As what you eat affects your mood, energy, and stress level, a healthy and balanced diet can help you combat stress seemingly forever.
However, eating healthy doesn't mean avoiding carbohydrates and fats every time. You can have ice cream or fast food occasionally but not too often as it can make you feel crash or cranky — and stressed!
Additionally, incorporating salad, eggs, walnuts, avocado, and fruits every week has been reported to support mood regulation and provide energy balance, which is essential in reducing stress.
Exercise is another factor that can help you reduce stress. But how? Let me tell you in detail.
To start with, an intense workout or gym session can improve your sleep. And better sleep means better stress management. Even studies suggest that people who are likely to do some physical activity get better sleep, which helps renew their body and brain.
Besides this, exercise seems to stimulate your body and help your mood. It releases hormones such as endocannabinoids and endorphins that sedate you, block pain and improve sleep.
Also, the people who exercise or visit the gym most often feel more positive and less anxious. And when your body feels good, your mind follows. However, an important thing to consider is not to exercise too close to bedtime.

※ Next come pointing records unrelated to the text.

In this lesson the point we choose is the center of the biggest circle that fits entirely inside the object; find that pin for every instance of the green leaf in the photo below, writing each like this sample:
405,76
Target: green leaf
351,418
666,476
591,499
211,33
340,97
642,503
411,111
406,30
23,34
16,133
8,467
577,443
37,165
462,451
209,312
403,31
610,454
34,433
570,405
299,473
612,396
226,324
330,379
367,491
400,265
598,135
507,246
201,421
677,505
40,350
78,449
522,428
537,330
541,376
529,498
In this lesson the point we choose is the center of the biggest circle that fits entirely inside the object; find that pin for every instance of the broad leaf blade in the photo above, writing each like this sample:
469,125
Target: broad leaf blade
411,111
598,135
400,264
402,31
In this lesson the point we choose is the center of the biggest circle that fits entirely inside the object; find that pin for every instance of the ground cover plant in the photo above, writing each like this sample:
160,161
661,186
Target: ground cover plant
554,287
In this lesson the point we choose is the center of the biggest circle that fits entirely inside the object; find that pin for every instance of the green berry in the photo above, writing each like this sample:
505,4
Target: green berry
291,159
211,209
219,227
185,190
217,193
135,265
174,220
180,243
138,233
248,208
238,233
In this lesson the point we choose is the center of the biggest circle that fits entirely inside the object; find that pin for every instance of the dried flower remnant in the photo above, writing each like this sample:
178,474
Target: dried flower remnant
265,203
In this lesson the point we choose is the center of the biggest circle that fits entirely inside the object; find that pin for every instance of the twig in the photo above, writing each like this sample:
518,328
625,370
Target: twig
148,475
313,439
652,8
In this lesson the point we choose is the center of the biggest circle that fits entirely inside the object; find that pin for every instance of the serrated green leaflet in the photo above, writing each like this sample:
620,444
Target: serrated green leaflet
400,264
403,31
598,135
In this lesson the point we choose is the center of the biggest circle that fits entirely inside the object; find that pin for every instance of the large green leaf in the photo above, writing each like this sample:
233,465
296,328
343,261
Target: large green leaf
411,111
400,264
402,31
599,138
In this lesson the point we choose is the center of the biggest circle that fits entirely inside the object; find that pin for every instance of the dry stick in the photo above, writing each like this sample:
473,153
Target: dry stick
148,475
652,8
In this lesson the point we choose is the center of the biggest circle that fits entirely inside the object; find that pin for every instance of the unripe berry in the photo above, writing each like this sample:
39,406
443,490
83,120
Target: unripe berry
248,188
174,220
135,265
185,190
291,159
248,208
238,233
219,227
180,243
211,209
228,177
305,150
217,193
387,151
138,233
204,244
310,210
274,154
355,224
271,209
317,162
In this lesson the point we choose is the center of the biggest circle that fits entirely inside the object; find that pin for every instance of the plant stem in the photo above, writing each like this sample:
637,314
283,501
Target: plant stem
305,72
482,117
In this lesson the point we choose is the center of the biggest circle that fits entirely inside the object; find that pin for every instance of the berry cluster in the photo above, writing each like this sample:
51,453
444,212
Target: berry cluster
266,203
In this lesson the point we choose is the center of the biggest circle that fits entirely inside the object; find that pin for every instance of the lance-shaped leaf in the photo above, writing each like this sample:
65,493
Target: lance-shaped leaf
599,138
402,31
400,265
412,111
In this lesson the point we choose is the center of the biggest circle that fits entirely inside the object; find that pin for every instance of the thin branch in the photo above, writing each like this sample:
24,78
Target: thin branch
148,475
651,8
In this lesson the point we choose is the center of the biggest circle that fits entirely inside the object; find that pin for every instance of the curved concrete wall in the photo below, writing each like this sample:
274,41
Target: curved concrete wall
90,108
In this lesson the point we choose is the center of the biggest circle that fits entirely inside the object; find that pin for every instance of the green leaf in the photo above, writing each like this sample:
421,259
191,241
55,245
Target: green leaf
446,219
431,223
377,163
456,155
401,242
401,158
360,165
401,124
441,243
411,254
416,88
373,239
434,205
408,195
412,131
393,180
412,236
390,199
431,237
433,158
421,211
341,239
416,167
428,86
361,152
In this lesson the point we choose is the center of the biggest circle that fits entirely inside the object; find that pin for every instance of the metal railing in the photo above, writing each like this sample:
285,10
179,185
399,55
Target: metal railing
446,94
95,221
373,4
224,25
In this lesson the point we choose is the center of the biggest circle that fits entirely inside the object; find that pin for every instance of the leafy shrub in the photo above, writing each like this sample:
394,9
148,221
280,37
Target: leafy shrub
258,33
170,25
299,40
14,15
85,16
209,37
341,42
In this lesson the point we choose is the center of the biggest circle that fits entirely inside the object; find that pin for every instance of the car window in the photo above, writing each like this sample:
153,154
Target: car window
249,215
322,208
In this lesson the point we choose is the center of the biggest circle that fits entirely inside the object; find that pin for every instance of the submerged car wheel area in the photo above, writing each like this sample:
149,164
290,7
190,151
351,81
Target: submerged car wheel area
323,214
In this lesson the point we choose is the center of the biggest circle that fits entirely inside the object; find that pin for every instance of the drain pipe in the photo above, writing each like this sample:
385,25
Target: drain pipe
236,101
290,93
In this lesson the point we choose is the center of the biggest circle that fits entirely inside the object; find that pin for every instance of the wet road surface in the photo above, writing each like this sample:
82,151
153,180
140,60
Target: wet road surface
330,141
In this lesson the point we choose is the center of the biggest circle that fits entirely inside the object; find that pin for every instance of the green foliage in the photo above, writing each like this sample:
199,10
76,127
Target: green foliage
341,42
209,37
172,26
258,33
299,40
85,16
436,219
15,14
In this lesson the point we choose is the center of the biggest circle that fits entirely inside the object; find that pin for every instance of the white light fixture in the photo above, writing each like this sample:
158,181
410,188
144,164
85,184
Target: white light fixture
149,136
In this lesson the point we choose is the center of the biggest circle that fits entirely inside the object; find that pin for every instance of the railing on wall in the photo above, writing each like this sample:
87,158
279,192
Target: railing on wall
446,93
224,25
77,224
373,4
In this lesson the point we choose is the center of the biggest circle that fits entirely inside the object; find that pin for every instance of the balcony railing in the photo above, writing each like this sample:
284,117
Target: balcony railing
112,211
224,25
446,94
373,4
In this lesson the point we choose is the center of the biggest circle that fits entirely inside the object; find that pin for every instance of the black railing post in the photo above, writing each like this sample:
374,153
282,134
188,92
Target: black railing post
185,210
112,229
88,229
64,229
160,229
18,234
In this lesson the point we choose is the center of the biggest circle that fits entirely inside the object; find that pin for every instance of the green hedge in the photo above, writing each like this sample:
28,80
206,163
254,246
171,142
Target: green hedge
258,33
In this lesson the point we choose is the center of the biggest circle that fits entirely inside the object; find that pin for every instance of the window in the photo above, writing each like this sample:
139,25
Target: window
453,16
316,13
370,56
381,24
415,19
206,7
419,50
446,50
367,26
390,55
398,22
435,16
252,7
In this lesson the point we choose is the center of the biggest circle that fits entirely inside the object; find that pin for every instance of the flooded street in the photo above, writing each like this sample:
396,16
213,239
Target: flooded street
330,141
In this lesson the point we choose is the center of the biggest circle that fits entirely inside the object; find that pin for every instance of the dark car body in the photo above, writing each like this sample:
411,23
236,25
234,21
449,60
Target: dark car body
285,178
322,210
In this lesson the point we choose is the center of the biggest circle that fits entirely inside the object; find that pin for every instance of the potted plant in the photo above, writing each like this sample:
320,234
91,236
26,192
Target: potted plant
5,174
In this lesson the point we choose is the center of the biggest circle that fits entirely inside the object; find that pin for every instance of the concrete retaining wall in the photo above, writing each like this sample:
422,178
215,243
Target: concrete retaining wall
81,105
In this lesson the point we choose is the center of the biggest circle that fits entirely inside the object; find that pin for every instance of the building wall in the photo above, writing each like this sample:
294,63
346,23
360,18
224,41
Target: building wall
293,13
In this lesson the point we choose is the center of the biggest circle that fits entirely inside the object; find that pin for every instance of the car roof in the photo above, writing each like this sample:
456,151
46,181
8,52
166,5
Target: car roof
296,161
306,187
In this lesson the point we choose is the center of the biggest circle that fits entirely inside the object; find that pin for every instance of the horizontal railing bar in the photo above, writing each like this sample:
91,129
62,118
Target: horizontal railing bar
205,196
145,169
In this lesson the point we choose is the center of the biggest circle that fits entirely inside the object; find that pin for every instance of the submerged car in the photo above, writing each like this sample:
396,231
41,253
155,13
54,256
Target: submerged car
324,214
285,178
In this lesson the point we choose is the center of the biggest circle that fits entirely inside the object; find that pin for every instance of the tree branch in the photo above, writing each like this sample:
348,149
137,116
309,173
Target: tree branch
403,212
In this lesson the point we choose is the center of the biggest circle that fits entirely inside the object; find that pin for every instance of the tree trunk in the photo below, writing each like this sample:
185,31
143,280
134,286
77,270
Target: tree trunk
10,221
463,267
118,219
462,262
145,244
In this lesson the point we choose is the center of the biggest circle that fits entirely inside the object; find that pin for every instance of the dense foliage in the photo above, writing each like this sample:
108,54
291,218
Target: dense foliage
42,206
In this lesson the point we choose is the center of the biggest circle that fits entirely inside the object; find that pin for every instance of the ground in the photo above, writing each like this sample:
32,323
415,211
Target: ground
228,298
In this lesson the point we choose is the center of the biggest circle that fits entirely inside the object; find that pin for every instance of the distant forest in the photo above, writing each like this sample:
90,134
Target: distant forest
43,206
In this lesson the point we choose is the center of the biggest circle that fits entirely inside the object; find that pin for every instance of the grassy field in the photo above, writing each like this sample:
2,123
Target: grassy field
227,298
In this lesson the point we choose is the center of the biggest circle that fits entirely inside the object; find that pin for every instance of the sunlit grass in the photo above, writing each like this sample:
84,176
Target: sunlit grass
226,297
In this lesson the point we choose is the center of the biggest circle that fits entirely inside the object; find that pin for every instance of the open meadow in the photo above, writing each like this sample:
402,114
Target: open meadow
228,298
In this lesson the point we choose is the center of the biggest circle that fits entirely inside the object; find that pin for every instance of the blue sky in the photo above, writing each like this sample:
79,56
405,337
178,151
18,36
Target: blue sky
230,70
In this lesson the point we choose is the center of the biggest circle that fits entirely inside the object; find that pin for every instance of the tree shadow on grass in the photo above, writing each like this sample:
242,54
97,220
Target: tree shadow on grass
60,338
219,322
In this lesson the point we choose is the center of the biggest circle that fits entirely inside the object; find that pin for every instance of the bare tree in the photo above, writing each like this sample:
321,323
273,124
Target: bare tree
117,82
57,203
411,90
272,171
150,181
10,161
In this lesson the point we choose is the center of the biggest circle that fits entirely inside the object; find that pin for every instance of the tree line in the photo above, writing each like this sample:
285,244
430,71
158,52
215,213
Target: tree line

You can reduce your stress by doing some of these exercises:
But if you are too busy and don't have time to perform any formal exercises, you can still keep yourself moving throughout the day.
- Clean your house
- Use the stairs instead of the elevator
- Hand-wash your car
- Park your vehicle as far as you can from the door
- Walk on your lunch break
Spend time with friends and family
Having a supportive friend and family circle is key to stress management. By providing social and emotional support, they can help one get through stressful times.
Moreover, being surrounded by good friends and family members gives you a sense of belonging and self-worth that is sometimes necessary to get out of tough times.
Studies also suggest that if you are facing stress, reaching out to your existing network may help. According to a report, spending time with friends and children can release oxytocin, a natural stress reliever. This effect is called "tend and befriend," and is the opposite of the fight-or-flight response.
Another study from the same source found that women and men with the fewest social connection tend to suffer more from anxiety and depression.
So you may also expand your network by making new friends, attending a support group, or joining an organization if you lack supportive people in life.